Deze regels worden echter gewijzigd door de wet die thans op 16 maart 2023 aangenomen werd, althans voor zover het gaat om de situatie waarin de werknemer zelf ontslag neemt.

De wet schaft in die situatie de berekening van de opzeggingstermijn in twee delen af. Bijgevolg zal – vanaf de inwerkingtreding van de nieuwe wet – de opzeggingstermijn van de werknemer die zelf ontslag neemt, uitsluitend worden berekend o.b.v. de opzeggingstermijnen die werden ingevoerd door de wet betreffende het eenheidsstatuut en die bepaald zijn in artikel 37/2, §2 van de Arbeidsovereenkomstenwet van 3 juli 1978. Daarbij zal rekening gehouden moeten worden met de volledige anciënniteit van de werknemer bij de werkgever, doch zonder toepassing te maken van de “dubbele fotoregeling”.

Dit betekent dat de opzeggingstermijn voor werknemers die zelf ontslag nemen, in elk geval geplafonneerd zal zijn op 13 weken, aangezien dit de maximale opzeggingstermijn is waarin voornoemd artikel 37/2, §2 voorziet. Dit plafond wordt bereikt vanaf een anciënniteit van 8 jaar. Het plafond van 13 weken zal dus ook gaan gelden voor alle arbeidsovereenkomsten die vóór 1 januari 2014 van start gegaan zijn.

De wetswijzigingen hebben twee doelstellingen: enerzijds de opzeggingstermijn bij ontslag door de werknemer beperken tot 13 weken, en anderzijds de specifieke bepalingen voor de “hogere” bedienden, die in strijd zouden zijn met het gelijkheidsbeginsel, afschaffen.

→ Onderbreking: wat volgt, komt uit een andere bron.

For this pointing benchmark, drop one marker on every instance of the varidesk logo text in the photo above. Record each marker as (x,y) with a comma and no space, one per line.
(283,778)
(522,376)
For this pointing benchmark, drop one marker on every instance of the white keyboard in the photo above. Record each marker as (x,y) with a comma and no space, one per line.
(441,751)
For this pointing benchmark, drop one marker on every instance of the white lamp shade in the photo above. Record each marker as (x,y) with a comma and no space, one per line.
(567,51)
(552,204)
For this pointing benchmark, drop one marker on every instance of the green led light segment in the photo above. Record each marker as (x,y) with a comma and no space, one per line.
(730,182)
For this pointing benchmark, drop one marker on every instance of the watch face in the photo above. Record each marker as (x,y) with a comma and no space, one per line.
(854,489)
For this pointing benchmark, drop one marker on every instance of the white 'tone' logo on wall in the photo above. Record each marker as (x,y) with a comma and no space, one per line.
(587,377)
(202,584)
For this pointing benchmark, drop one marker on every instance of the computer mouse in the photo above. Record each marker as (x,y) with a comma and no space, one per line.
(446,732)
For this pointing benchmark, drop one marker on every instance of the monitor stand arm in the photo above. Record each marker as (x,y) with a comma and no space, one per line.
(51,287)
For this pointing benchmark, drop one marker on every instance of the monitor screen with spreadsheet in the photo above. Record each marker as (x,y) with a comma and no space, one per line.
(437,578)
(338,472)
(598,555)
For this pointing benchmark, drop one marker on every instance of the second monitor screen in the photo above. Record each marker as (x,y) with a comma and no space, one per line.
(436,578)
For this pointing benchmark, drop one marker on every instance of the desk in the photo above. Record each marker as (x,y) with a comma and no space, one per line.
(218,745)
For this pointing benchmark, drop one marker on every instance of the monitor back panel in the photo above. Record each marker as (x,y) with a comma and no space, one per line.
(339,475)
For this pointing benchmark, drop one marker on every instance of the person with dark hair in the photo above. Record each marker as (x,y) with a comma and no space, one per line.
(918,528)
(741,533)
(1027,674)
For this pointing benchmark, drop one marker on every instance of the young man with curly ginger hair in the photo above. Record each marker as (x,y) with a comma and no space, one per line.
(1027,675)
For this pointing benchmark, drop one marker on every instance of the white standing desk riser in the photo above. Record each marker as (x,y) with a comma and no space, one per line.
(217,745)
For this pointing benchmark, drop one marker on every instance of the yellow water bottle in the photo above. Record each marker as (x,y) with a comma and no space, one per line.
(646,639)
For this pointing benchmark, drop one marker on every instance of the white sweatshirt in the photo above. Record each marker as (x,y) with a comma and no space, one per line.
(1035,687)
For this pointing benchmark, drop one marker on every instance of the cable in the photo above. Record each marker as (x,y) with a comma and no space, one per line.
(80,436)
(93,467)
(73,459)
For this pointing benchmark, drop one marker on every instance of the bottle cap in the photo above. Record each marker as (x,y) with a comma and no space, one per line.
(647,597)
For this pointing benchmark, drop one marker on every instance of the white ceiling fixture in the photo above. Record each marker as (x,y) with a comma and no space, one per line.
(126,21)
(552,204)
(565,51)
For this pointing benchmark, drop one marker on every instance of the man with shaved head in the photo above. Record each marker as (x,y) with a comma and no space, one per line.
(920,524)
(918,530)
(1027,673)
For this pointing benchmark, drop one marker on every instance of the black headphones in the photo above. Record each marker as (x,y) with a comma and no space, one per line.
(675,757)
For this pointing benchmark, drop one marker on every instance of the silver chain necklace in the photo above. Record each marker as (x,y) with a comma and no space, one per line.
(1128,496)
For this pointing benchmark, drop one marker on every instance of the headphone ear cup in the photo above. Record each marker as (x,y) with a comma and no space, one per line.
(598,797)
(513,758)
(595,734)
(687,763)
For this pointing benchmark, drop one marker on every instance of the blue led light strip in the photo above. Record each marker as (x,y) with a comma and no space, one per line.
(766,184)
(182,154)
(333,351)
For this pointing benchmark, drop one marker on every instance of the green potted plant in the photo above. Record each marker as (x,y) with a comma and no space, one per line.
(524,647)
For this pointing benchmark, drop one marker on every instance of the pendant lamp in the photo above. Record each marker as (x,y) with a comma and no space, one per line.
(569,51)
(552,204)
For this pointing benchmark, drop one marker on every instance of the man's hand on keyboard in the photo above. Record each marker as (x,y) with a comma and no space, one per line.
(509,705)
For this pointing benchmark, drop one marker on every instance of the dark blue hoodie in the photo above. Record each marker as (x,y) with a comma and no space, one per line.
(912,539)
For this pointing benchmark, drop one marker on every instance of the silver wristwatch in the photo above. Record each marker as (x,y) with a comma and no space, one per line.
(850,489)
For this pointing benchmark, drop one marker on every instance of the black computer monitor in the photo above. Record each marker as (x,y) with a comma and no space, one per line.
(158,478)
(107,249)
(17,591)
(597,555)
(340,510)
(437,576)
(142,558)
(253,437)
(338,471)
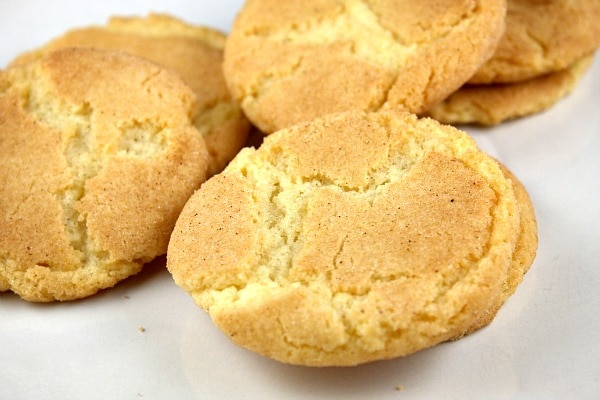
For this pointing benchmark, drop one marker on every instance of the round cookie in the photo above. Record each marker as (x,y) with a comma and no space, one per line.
(494,103)
(99,155)
(288,62)
(194,52)
(348,239)
(542,36)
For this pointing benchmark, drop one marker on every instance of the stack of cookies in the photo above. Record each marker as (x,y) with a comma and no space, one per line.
(356,232)
(546,49)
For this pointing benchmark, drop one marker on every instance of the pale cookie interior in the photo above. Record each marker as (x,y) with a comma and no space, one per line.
(495,103)
(349,239)
(100,156)
(289,62)
(542,36)
(194,52)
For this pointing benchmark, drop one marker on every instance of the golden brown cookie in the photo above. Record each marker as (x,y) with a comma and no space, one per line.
(523,256)
(494,103)
(99,155)
(292,61)
(542,36)
(194,52)
(348,239)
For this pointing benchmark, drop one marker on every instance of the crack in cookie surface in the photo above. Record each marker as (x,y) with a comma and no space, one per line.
(401,249)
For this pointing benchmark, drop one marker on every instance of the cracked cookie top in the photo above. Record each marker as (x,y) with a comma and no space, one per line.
(348,239)
(194,52)
(99,155)
(542,36)
(491,104)
(291,61)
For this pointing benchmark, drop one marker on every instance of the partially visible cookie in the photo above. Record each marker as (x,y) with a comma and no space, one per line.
(194,52)
(542,36)
(292,61)
(351,238)
(494,103)
(523,256)
(99,155)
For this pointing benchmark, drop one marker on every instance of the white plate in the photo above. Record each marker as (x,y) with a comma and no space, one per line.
(145,339)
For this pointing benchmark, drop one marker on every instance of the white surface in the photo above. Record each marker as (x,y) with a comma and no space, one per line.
(543,344)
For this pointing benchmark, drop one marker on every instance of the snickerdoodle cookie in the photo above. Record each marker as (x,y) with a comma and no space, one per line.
(491,104)
(194,52)
(292,61)
(99,155)
(351,238)
(542,36)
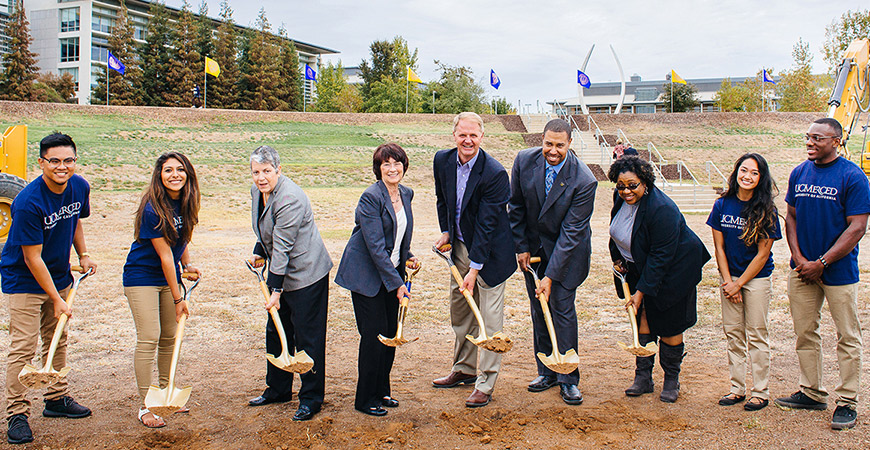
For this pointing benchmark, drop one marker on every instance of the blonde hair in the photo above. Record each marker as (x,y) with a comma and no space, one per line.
(468,115)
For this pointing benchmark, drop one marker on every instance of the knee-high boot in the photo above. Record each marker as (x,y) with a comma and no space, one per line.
(643,383)
(670,358)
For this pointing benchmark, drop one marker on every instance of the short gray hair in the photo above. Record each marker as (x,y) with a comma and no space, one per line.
(468,115)
(266,155)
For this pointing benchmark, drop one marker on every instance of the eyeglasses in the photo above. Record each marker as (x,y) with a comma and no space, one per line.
(629,187)
(818,138)
(55,162)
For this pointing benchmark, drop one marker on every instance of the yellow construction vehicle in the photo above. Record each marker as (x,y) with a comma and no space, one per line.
(13,173)
(851,98)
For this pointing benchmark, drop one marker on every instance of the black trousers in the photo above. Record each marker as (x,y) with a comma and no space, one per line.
(374,315)
(564,314)
(303,314)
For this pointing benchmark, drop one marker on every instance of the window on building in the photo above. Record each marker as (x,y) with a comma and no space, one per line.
(102,24)
(645,109)
(69,49)
(69,19)
(646,94)
(74,71)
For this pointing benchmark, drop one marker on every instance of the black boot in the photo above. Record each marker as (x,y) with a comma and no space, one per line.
(670,358)
(643,373)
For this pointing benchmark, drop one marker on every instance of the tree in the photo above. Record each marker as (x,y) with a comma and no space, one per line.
(838,35)
(389,59)
(156,57)
(19,64)
(798,87)
(685,97)
(187,66)
(288,71)
(126,89)
(457,91)
(260,87)
(329,85)
(222,90)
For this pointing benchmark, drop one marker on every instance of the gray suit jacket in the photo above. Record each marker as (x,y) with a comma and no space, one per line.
(287,236)
(555,226)
(366,259)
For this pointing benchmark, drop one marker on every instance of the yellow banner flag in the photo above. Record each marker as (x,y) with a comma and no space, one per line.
(212,67)
(413,76)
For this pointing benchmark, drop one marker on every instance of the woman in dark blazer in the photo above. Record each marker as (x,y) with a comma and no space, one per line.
(373,267)
(650,239)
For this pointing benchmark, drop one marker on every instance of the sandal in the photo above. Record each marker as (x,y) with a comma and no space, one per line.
(731,399)
(755,403)
(144,412)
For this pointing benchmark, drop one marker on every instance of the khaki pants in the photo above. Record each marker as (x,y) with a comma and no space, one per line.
(31,316)
(745,326)
(154,316)
(490,301)
(806,302)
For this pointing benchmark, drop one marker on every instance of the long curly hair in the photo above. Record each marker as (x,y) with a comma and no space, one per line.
(157,195)
(760,212)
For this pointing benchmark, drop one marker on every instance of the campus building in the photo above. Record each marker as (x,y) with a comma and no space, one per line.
(72,36)
(645,97)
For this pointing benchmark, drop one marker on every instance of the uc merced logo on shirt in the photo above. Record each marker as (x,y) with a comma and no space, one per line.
(65,212)
(813,191)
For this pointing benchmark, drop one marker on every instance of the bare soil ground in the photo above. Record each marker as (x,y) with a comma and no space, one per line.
(223,354)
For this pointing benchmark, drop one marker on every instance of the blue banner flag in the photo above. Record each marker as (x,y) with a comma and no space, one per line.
(583,79)
(115,64)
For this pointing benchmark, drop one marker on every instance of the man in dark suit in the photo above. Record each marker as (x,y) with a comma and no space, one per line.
(472,190)
(552,195)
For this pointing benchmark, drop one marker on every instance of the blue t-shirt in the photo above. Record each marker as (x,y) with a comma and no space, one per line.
(143,264)
(822,198)
(41,217)
(727,218)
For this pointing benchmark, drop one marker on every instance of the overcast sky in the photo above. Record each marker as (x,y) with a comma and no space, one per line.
(536,48)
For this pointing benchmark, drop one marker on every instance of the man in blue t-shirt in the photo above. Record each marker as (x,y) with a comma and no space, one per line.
(828,204)
(35,275)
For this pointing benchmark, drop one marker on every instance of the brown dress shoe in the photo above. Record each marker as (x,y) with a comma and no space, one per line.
(454,379)
(477,399)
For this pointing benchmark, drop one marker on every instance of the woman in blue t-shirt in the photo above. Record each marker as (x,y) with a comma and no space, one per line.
(167,215)
(745,224)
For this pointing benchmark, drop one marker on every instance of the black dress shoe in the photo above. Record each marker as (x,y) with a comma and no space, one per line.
(570,394)
(260,401)
(374,411)
(305,413)
(542,383)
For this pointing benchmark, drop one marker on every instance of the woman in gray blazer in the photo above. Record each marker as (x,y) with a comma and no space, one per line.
(373,267)
(298,277)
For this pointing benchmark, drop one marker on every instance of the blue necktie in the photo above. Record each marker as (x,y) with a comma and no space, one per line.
(548,180)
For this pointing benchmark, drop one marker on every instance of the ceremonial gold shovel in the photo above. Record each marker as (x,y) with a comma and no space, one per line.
(300,362)
(403,308)
(498,342)
(635,349)
(34,378)
(166,401)
(556,361)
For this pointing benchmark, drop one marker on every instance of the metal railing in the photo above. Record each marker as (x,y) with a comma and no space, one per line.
(711,168)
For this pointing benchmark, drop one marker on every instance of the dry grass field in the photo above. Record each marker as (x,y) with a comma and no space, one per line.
(329,155)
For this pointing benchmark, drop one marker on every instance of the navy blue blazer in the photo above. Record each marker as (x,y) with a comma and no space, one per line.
(667,252)
(366,257)
(557,223)
(484,221)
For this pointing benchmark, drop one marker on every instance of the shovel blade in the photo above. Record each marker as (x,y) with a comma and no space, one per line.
(165,402)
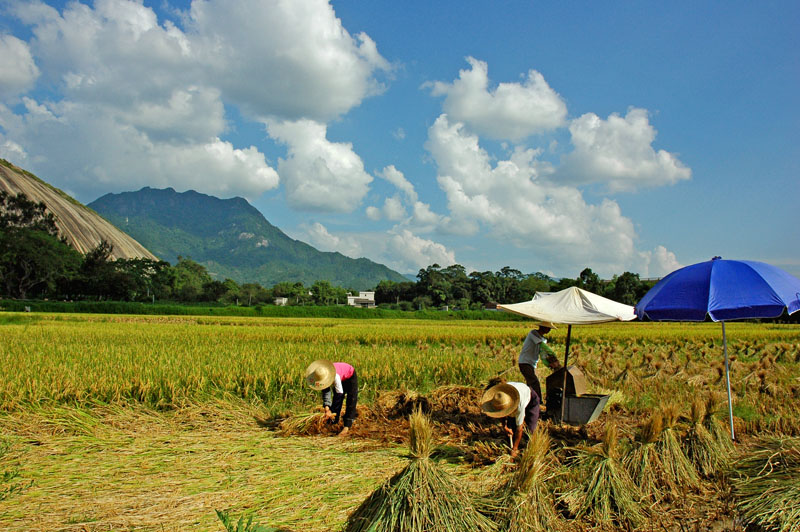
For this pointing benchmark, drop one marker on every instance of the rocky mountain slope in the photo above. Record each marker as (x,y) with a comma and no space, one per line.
(82,227)
(232,239)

De wet werd vandaag gepubliceerd in het Belgisch Staatsblad. De wet zal echter pas in werking treden zes maanden na de publicatie in het Belgisch Staatsblad, namelijk op 28 oktober 2023. Bovendien is uitdrukkelijk bepaald dat de opzeggingen die betekend zijn vóór de inwerkingtreding van de wet, al hun gevolgen zullen blijven behouden.

Aandachtspunt

Het is raadzaam om – zodra de wet effectief in werking getreden is – de berekening van de opzeggingstermijn die de werknemer moet respecteren in het geval hij/zij de arbeidsovereenkomst zelf beëindigt, na te kijken. Er zullen immers vanaf dat ogenblik nieuwe regels gelden, waarbij niet langer toepassing wordt gemaakt van de “dubbele fotoregeling”.